You may want to sit down for this one. It turns out that the MSM coverage of Hurricane Katrina was, in many cases, wildly exaggerated and, well, wrong.

Yes, friends, I know this is shocking! But difficult as it is to believe, the proof is right there in black and white.


The National Guard spokesman's accounts about rescue efforts, water supplies and first aid all but disappeared amid the roar of a 24-hour rumor mill at New Orleans' main evacuation shelter. Then a frenzied media recycled and amplified many of the unverified reports.

"It just morphed into this mythical place where the most unthinkable deeds were being done," Bush said Monday of the Superdome.
...
The New Orleans Times-Picayune on Monday described inflated body counts, unverified "rapes," and unconfirmed sniper attacks as among examples of "scores of myths about the dome and Convention Center treated as fact by evacuees, the media and even some of New Orleans' top officials."
...
The wild rumors filled the vacuum and seemed to gain credence with each retelling -- that an infant's body had been found in a trash can, that sharks from Lake Pontchartrain were swimming through the business district, that hundreds of bodies had been stacked in the Superdome basement.
...
Follow-up reporting has discredited reports of a 7-year-old being raped and murdered at the Superdome, roving bands of armed gang members attacking the helpless, and dozens of bodies being shoved into a freezer at the Convention Center.
...

Fox News, a day before the major evacuation of the Superdome began, issued an "alert" as talk show host Alan Colmes reiterated reports of "robberies, rapes, carjackings, riots and murder. Violent gangs are roaming the streets at night, hidden by the cover of darkness."

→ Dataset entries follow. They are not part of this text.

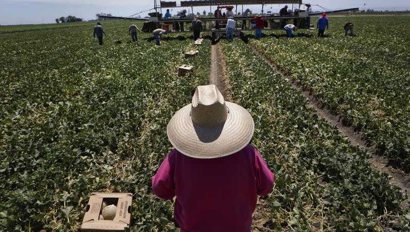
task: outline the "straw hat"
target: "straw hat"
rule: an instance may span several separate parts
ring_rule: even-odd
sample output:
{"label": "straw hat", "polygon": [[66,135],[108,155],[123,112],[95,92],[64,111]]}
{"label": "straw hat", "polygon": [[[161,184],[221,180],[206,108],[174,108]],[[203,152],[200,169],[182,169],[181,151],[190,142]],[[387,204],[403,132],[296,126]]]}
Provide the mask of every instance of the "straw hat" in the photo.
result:
{"label": "straw hat", "polygon": [[168,123],[167,134],[181,153],[199,159],[229,156],[245,147],[255,124],[243,107],[225,102],[214,85],[200,86],[192,103],[179,109]]}

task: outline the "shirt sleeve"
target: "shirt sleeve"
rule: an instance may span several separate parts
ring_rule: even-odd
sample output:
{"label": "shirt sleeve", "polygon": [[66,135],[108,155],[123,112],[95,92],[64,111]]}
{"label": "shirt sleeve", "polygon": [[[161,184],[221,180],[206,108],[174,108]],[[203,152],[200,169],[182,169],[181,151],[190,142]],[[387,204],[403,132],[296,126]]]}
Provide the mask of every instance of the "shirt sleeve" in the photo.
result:
{"label": "shirt sleeve", "polygon": [[256,193],[259,196],[270,194],[273,189],[275,178],[273,173],[268,168],[263,158],[256,149],[255,165],[256,167]]}
{"label": "shirt sleeve", "polygon": [[161,164],[156,174],[152,177],[152,191],[154,194],[163,200],[168,200],[175,196],[174,183],[175,155],[174,151],[168,154]]}

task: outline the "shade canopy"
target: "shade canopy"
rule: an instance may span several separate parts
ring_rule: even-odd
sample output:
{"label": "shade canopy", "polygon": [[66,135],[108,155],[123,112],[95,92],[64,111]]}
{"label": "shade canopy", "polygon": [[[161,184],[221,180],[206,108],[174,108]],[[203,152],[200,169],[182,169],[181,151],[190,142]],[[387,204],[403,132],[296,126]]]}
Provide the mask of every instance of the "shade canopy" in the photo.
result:
{"label": "shade canopy", "polygon": [[[302,4],[302,0],[192,0],[181,1],[181,6],[220,5]],[[176,2],[160,2],[161,7],[176,7]]]}

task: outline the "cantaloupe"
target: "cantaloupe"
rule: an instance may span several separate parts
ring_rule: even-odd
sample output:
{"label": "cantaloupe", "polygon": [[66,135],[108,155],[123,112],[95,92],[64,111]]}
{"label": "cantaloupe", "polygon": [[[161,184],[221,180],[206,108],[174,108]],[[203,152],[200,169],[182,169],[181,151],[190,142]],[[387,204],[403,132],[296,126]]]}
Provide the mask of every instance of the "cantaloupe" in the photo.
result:
{"label": "cantaloupe", "polygon": [[107,202],[106,202],[105,201],[102,201],[102,204],[101,204],[101,209],[99,210],[100,212],[102,212],[102,209],[104,209],[106,207],[107,207]]}
{"label": "cantaloupe", "polygon": [[112,220],[115,217],[115,214],[117,212],[117,206],[114,205],[107,206],[102,209],[101,214],[104,218],[104,220]]}

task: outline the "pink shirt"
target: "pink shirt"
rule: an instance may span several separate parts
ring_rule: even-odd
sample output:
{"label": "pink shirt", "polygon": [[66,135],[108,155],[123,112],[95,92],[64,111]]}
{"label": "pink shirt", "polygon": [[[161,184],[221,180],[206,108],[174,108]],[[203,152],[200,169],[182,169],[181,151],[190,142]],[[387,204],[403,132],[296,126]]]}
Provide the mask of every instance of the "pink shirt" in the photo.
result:
{"label": "pink shirt", "polygon": [[182,231],[251,231],[257,195],[272,191],[273,174],[250,145],[216,159],[188,157],[174,149],[152,178],[154,193],[176,196],[174,216]]}

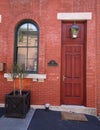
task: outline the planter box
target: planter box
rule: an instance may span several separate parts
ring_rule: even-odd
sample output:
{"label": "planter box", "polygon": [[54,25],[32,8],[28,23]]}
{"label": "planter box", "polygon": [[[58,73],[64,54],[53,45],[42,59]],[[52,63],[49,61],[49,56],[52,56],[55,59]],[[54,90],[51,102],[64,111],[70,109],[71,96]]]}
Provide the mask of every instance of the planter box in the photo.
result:
{"label": "planter box", "polygon": [[26,113],[30,109],[30,91],[22,91],[22,95],[19,95],[19,91],[13,92],[5,96],[5,116],[25,118]]}

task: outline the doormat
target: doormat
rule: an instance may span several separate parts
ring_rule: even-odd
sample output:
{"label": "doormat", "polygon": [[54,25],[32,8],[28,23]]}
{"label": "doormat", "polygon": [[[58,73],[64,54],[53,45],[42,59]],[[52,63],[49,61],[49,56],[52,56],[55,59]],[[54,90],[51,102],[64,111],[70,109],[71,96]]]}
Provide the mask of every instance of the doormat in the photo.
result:
{"label": "doormat", "polygon": [[62,120],[88,121],[84,114],[74,112],[61,112]]}
{"label": "doormat", "polygon": [[0,118],[0,128],[2,130],[27,130],[34,112],[34,109],[30,109],[25,118],[8,118],[2,116]]}

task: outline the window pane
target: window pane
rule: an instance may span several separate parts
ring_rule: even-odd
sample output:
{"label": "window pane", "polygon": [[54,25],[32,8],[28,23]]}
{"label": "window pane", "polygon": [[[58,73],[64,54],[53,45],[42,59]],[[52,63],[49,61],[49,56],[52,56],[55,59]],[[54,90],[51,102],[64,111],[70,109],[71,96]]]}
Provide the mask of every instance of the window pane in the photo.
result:
{"label": "window pane", "polygon": [[25,46],[27,44],[27,24],[20,26],[18,30],[18,46]]}
{"label": "window pane", "polygon": [[27,48],[18,48],[17,54],[17,63],[18,65],[26,64],[27,59]]}
{"label": "window pane", "polygon": [[35,24],[26,22],[17,31],[17,64],[25,64],[27,71],[37,72],[38,64],[38,29]]}
{"label": "window pane", "polygon": [[29,24],[28,31],[28,46],[37,46],[37,28]]}
{"label": "window pane", "polygon": [[37,49],[36,48],[28,48],[27,70],[37,71]]}

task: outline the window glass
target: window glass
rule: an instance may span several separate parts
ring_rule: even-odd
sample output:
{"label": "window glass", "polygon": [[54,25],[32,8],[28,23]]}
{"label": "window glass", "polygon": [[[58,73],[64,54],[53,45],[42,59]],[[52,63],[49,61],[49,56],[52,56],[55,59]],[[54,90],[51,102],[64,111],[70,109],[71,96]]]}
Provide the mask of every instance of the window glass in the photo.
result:
{"label": "window glass", "polygon": [[17,29],[15,62],[25,65],[26,71],[37,73],[38,69],[38,29],[34,23],[26,22]]}

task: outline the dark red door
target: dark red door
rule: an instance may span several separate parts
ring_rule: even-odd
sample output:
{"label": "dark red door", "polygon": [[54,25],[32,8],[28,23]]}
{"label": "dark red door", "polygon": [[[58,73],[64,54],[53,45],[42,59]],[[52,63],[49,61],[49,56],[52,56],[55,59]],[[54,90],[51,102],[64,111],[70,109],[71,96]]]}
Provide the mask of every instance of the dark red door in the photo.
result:
{"label": "dark red door", "polygon": [[71,37],[73,22],[62,23],[62,104],[84,104],[85,92],[85,23],[78,38]]}

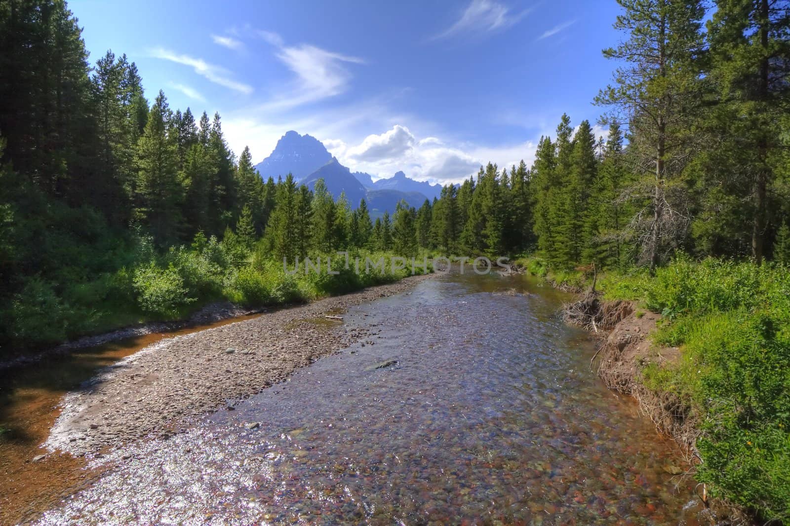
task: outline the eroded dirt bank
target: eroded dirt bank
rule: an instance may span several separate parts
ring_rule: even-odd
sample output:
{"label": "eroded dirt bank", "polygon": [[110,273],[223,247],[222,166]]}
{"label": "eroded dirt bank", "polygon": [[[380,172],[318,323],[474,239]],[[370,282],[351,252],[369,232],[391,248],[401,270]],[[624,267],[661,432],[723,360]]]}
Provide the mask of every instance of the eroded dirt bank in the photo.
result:
{"label": "eroded dirt bank", "polygon": [[347,329],[345,308],[402,292],[427,276],[163,340],[113,365],[68,394],[46,445],[74,455],[187,426],[190,418],[281,381],[298,367],[363,339],[375,326]]}
{"label": "eroded dirt bank", "polygon": [[[680,359],[679,348],[662,347],[651,340],[661,315],[637,309],[631,302],[601,301],[589,292],[579,301],[566,305],[563,314],[566,322],[600,336],[600,348],[593,357],[597,360],[598,376],[609,389],[636,399],[640,411],[653,420],[656,429],[681,446],[689,468],[685,473],[675,475],[693,475],[694,467],[702,462],[696,448],[700,435],[699,415],[676,394],[648,389],[641,375],[649,364],[664,366]],[[590,366],[594,366],[592,362]],[[709,524],[754,524],[743,510],[708,498],[704,486],[698,486],[697,493],[706,506]]]}

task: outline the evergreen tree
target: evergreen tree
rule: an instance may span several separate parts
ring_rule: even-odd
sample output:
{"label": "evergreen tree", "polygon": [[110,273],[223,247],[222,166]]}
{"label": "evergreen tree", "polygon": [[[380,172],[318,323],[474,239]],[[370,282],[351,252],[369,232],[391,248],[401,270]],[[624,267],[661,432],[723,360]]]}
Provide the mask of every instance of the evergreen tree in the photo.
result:
{"label": "evergreen tree", "polygon": [[773,259],[778,263],[790,265],[790,227],[784,224],[777,232],[773,245]]}
{"label": "evergreen tree", "polygon": [[611,123],[587,218],[590,242],[584,258],[603,266],[618,267],[626,262],[623,230],[631,211],[622,196],[630,184],[623,140],[619,125]]}
{"label": "evergreen tree", "polygon": [[[470,183],[467,186],[468,189],[470,189],[471,196],[469,196],[468,205],[463,207],[465,208],[465,213],[459,214],[466,218],[463,230],[461,231],[459,243],[464,250],[470,254],[480,254],[483,249],[483,230],[485,228],[485,217],[483,210],[483,192],[480,191],[480,186],[485,181],[485,175],[481,166],[477,173],[477,183],[475,185]],[[463,185],[461,190],[464,190]],[[461,201],[460,195],[459,201]]]}
{"label": "evergreen tree", "polygon": [[242,206],[250,207],[256,231],[263,231],[263,198],[265,189],[263,180],[253,167],[252,154],[250,153],[250,148],[247,146],[244,147],[244,151],[239,157],[239,164],[236,166],[235,173],[235,186],[239,204]]}
{"label": "evergreen tree", "polygon": [[431,224],[432,212],[431,201],[427,199],[419,207],[419,210],[417,211],[417,243],[423,248],[428,248],[431,245]]}
{"label": "evergreen tree", "polygon": [[595,181],[597,160],[595,136],[588,121],[582,121],[569,148],[571,144],[569,171],[565,175],[562,193],[557,196],[557,209],[554,214],[556,254],[553,254],[553,259],[564,266],[581,261],[590,234],[587,227],[587,201]]}
{"label": "evergreen tree", "polygon": [[371,231],[370,244],[374,250],[384,250],[384,226],[380,217],[376,218],[376,222]]}
{"label": "evergreen tree", "polygon": [[269,175],[261,190],[261,222],[262,224],[268,224],[269,223],[269,216],[271,215],[272,211],[274,210],[276,194],[277,189],[274,182],[274,178]]}
{"label": "evergreen tree", "polygon": [[415,222],[417,212],[405,201],[401,200],[395,207],[393,221],[393,249],[405,257],[417,254],[417,238]]}
{"label": "evergreen tree", "polygon": [[167,133],[171,118],[167,100],[160,91],[137,145],[137,213],[160,243],[177,239],[183,199],[175,143]]}
{"label": "evergreen tree", "polygon": [[245,205],[239,216],[239,221],[236,222],[236,236],[239,242],[246,250],[252,248],[252,244],[255,241],[255,226],[252,223],[252,211],[249,205]]}
{"label": "evergreen tree", "polygon": [[538,248],[544,254],[555,252],[552,229],[551,201],[557,186],[555,176],[556,158],[555,148],[547,137],[540,137],[535,152],[535,163],[531,171],[532,176],[532,196],[535,209],[535,235],[537,237]]}
{"label": "evergreen tree", "polygon": [[623,63],[615,85],[603,90],[600,104],[613,106],[611,122],[627,119],[630,149],[643,175],[634,193],[647,201],[636,221],[642,259],[651,272],[682,242],[688,204],[680,173],[697,138],[692,133],[702,100],[703,51],[701,0],[618,0],[625,13],[615,28],[629,38],[604,51]]}
{"label": "evergreen tree", "polygon": [[233,154],[222,133],[220,114],[214,114],[209,133],[209,158],[212,169],[209,179],[209,221],[215,231],[224,228],[235,215],[235,184]]}
{"label": "evergreen tree", "polygon": [[367,203],[364,199],[359,201],[359,206],[354,211],[354,216],[356,218],[357,224],[356,246],[367,246],[373,231],[373,224],[371,222],[371,214],[367,211]]}
{"label": "evergreen tree", "polygon": [[335,202],[324,180],[318,179],[313,187],[313,242],[316,249],[331,252],[337,248],[336,231]]}
{"label": "evergreen tree", "polygon": [[518,167],[510,171],[510,224],[509,246],[516,251],[521,251],[529,246],[532,235],[532,214],[529,189],[529,171],[524,160]]}
{"label": "evergreen tree", "polygon": [[335,224],[334,224],[334,243],[338,247],[345,247],[348,245],[350,237],[352,218],[351,207],[348,205],[348,200],[345,197],[345,192],[340,192],[335,203]]}
{"label": "evergreen tree", "polygon": [[[298,197],[299,196],[299,197]],[[277,185],[277,205],[272,212],[266,227],[267,244],[278,261],[288,258],[294,261],[303,250],[303,243],[298,239],[299,205],[301,192],[297,193],[293,175],[288,174],[284,181]],[[304,203],[301,203],[303,206]]]}
{"label": "evergreen tree", "polygon": [[[504,177],[507,171],[503,171]],[[506,191],[506,186],[505,187]],[[491,257],[501,255],[502,249],[502,205],[505,192],[501,188],[496,164],[488,163],[484,183],[478,185],[483,215],[483,249]]]}
{"label": "evergreen tree", "polygon": [[390,250],[393,247],[392,224],[389,222],[389,212],[385,212],[382,217],[382,244],[380,250]]}
{"label": "evergreen tree", "polygon": [[[705,171],[709,177],[702,184],[715,185],[724,195],[706,201],[705,219],[715,226],[705,231],[732,235],[750,225],[751,254],[759,265],[769,224],[776,220],[769,196],[776,191],[777,125],[790,111],[790,6],[718,0],[708,30],[711,67],[705,80],[717,103],[707,126],[716,140]],[[750,196],[745,209],[744,195]],[[722,210],[717,201],[733,206]]]}
{"label": "evergreen tree", "polygon": [[312,242],[313,194],[302,185],[296,196],[296,255],[304,259]]}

The Los Angeles Times adopted a breathless tone the next day in its lead news story, reporting that National Guard troops "took positions on rooftops, scanning for snipers and armed mobs as seething crowds of refugees milled below, desperate to flee. Gunfire crackled in the distance."


It goes on from there, but you get the idea.

Now before I say anything else, I have a question. How many of us suspected from the get-go that the initial reports of disaster were grossly exaggerated, but didn't feel permitted to say so out of fear we might be seen as trying to downplay this tragedy? I certainly fell into this category. I mean, Christ, weren't things bad enough without such rampant hyperbole?

You know what's happened? With all the pressure to provide up-to-the-minute, real-time news, 24/7, and the increasing laxity in "nailing down" stories before airing them, the MSM has finally devolved into nothing more than an elaborate rumor mill.

Hell, they might as well just replace the evening news with a bunch of anchormen sitting around in a bar having conversations like


Anchor 1: Hey, I heard "Mikey" died from eating Pop Rocks!

Anchor 2: Yeah, well I heard "Beaver" died in Vietnam. And that dorky Jewish kid from "Wonder Years" is Marilyn Manson.

Anchor 3: Oh yeah? Well Rod Stewart got 50 gallons of jizz pumped from his stomach.


I mean, why the hell not? We're there already, so let's just abandon the pretense. It would be simultaneously more interesting and less dishonest.

Think I'm too harsh? I don't. I think I'm being damn charitable, in fact. Because given the media's performance during Katrina, some unsophisticated, red-state rubes might be forgiven for believing that the media actually wanted things to sound as dire and desperate as possible.

Gee, I wonder why that could be?

Comments

I hate it when people or news organizations exaggerate like that. The first thing I thought when Mayor Nagin started talking about the possibility of 10,000 dead were the estimates right after the WTC towers were bombed. I heard estimates of the same number then, too. Just wait until you get a solid count. Estimates like that just cause trouble.